The majority of jobs in the U.S. are created by small business, and for some time now, small business has been reluctant to hire new workers. Big business, meanwhile, is doing just great without such hiring. It generated $1.66 trillion in profits in 2010 and piled up nearly $2 trillion in cash reserves as productivity rose 2.6% while labor costs fell 1.5%.
The obstacles to hiring for small businesses are in large part similar to those of their larger counterparts, but local conditions -- the costs of doing business in their state -- may loom larger in their decisions. For example, one small business in Massachusetts may be holding back due in part to the state's 14% higher-than-average worker-related costs. Those taxes, while annoying, are a relatively minor factor.
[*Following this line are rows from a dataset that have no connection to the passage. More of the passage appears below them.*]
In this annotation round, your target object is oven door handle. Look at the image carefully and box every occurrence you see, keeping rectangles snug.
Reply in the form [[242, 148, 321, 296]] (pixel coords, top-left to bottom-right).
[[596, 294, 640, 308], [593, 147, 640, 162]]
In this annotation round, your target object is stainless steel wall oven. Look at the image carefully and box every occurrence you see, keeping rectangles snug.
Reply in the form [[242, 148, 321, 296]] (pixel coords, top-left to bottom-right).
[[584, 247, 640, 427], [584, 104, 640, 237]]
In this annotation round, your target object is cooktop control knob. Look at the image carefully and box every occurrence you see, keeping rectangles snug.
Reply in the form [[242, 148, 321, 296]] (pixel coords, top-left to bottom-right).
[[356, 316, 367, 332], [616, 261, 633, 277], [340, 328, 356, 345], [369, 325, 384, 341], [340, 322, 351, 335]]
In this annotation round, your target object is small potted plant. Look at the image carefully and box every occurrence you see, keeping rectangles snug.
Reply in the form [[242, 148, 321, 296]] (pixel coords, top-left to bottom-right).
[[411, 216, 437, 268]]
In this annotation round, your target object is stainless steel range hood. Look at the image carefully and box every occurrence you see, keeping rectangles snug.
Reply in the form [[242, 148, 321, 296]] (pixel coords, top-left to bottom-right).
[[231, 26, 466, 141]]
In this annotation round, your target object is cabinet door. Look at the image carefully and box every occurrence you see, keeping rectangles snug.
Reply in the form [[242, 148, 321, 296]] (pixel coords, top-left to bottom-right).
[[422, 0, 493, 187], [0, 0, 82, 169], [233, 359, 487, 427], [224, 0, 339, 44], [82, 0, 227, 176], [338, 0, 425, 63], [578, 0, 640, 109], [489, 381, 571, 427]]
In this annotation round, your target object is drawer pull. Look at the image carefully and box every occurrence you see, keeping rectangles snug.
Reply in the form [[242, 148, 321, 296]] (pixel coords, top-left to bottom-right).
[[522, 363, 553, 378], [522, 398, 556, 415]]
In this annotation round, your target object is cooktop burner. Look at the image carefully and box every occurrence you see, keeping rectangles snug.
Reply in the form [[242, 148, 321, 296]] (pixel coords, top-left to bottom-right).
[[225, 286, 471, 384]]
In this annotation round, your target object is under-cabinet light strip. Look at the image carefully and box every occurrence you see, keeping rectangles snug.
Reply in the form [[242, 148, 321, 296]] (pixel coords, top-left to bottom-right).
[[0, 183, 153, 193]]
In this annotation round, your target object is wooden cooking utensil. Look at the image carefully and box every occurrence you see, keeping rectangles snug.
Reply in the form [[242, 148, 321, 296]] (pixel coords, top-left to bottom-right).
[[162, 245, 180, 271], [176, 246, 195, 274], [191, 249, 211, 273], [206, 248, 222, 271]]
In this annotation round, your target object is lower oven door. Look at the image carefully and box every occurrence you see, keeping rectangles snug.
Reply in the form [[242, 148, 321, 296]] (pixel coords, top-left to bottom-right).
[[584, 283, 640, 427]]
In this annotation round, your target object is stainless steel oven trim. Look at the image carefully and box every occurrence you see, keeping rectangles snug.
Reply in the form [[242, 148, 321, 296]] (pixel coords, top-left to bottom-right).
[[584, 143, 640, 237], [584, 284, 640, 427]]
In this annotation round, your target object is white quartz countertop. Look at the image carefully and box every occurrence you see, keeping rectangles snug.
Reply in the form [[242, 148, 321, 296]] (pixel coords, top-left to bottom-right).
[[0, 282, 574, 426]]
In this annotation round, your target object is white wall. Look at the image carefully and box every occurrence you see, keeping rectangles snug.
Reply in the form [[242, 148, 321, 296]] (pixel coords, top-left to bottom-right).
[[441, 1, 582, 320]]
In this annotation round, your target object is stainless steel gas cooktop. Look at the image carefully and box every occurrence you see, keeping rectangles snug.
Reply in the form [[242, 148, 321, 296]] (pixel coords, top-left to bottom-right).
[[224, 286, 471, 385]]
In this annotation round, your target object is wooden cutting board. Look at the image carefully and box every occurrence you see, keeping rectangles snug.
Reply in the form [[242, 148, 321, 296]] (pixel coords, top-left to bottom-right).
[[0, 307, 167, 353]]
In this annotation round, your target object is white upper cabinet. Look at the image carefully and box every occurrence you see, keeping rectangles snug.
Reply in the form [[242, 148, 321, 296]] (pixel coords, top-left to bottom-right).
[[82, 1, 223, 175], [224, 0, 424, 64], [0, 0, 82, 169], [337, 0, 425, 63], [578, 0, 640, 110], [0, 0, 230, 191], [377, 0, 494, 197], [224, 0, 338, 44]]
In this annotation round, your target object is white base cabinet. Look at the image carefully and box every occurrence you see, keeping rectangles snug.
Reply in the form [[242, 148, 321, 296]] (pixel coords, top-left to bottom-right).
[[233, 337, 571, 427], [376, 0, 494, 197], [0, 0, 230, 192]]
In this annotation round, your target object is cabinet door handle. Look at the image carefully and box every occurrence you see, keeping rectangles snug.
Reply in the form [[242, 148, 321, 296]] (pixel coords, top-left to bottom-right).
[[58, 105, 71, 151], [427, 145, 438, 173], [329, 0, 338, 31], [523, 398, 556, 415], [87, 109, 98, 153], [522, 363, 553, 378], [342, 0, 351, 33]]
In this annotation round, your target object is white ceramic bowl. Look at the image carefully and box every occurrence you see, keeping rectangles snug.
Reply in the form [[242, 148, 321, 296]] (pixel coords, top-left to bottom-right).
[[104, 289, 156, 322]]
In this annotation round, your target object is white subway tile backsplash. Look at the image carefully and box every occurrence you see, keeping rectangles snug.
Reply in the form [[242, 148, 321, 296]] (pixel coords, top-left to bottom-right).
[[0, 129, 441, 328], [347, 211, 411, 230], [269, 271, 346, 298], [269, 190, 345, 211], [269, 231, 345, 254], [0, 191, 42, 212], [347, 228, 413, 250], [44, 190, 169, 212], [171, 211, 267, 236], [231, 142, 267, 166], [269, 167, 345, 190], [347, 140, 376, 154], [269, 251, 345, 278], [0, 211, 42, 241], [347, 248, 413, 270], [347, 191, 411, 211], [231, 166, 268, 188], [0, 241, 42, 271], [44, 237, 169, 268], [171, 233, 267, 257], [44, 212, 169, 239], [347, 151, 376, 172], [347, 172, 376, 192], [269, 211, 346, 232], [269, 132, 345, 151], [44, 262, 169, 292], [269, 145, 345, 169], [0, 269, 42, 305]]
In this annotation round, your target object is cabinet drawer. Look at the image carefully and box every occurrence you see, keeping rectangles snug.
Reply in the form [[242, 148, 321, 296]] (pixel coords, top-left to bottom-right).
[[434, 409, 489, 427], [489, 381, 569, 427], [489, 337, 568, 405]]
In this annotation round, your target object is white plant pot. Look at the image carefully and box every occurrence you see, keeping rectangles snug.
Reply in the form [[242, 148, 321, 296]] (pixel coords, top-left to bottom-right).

Which leads to the question: What should government's role be in job creation?
For small business, the decision-making calculus for hiring a new workers is pretty straightforward: Will hiring an additional person safely generate enough profit to offset the cost of that new hire? And in the case of Marathon Tools, a Massachusetts hardware store whose story was featured in the Boston Globe, the answer is "not yet."
For Marathon, which saw its sales peak at $4 million in 2006, the $39,783 cost of hiring a new worker -- $35,000 salary plus $4,783 in insurance premiums and taxes -- would require sales of 20 million more nails annually.
A High Price for Hiring ... and for Laying Off
How important is small business to the national hiring picture? Between 1993 and 2009, 65% of the 15 million net new jobs created in the U.S. came from companies with 500 or fewer employees, and most of the job growth came from the 5% to 6% of all firms that the Department of Labor calls "fast-growing high impact small firms." Of course, many small businesses are like pilot fish living off the economic scraps that escape the jaws of the economy's enormous sharks. And when the food supply shrinks, small businesses have to adapt fast.
That's what happened to Marathon Tools, which flourished during the housing boom that peaked in 2006. Between 2009 and 2010, as its sales fell 60%, Marathon laid off five people, which meant paying another $10,000 into the state unemployment insurance pool to cover its share of the liability. Faced with rising health care costs, Marathon eliminated health care coverage for its workers in exchange for a one-time payment as high a $5,000, according to the Globe.
There are glimmers of hope for Marathon. That's because contractors in Massachusetts -- where the unemployment rate was 8% in December 2010, well below the nation's 9.1% rate -- are starting to go back to work, and they're buying more of those 4,000-nail cases from Marathon's warehouse. But as demand has increased, Marathon has extended the hours of its existing staff rather than hire new workers.
According to Marathon, those state-imposed costs are causing it to postpone hiring. To add one $35,000-salary counter worker, Marathon would need to pay:
- State unemployment insurance premiums: $1,750, 5% of base salary
- Federal payroll taxes: $2,170, 6.2%
- Workers' compensation insurance: $583, 1.7%
- Federal unemployment insurance: $280, 0.8%
Those additional taxes and insurance premiums represent 13.7% of the worker's base salary. Whether you think that represents too high a tax on a business to create a new job largely depends on your values. If you believe that the government ought to help workers who lose their jobs or get hurt at work, then it probably won't bother you. Nationwide, 30 million people are without work -- many of whom are glad that government is providing this service. If you believe business should not be shackled by such costs, you probably think that 13.7% tax is outrageous.
For many Massachusetts businesspeople, the costs of uprooting their operations and relocating to states with lower taxes probably exceed the benefits of reducing those state-imposed costs. And as I wrote in Capital Rising: How Global Capital Flows Are Changing Business Systems All Over The World, co-authored with Srini Rangan, startups locate themselves where the entrepreneurial ecosystem (EE) -- corporate governance, financial markets, human capital and intellectual property protection -- is most favorable.
In Massachusetts, the EE is favorable to many businesses that depend on human capital and intellectual property. Its relatively low unemployment rate is explained by the fit between the high-tech, investment management, and consulting firms and those key EE elements located there. Marathon sells to builders who construct homes and offices for their workers.
As such, the many EE benefits of staying in Massachusetts far offset the somewhat higher taxes and insurance fees. So they'll stay put. But -- like thousands of small businesses across the country -- they are going to delay hiring new workers until their existing staff absolutely cannot work any longer hours.
And for Marathon, Massachusetts' higher insurance premiums and taxes may delay a new hire for a little while longer once its existing staff gets stretched near its limit. But if the lost opportunity from not hiring a new person at its counter gets high enough, Marathon will gladly pay the $39,783 to capture it.
The nice thing about small businesses like Marathon is that most of its jobs cannot be outsourced. The same cannot be said for the economic sharks that are prospering so effectively in a nation with a 9% unemployment rate.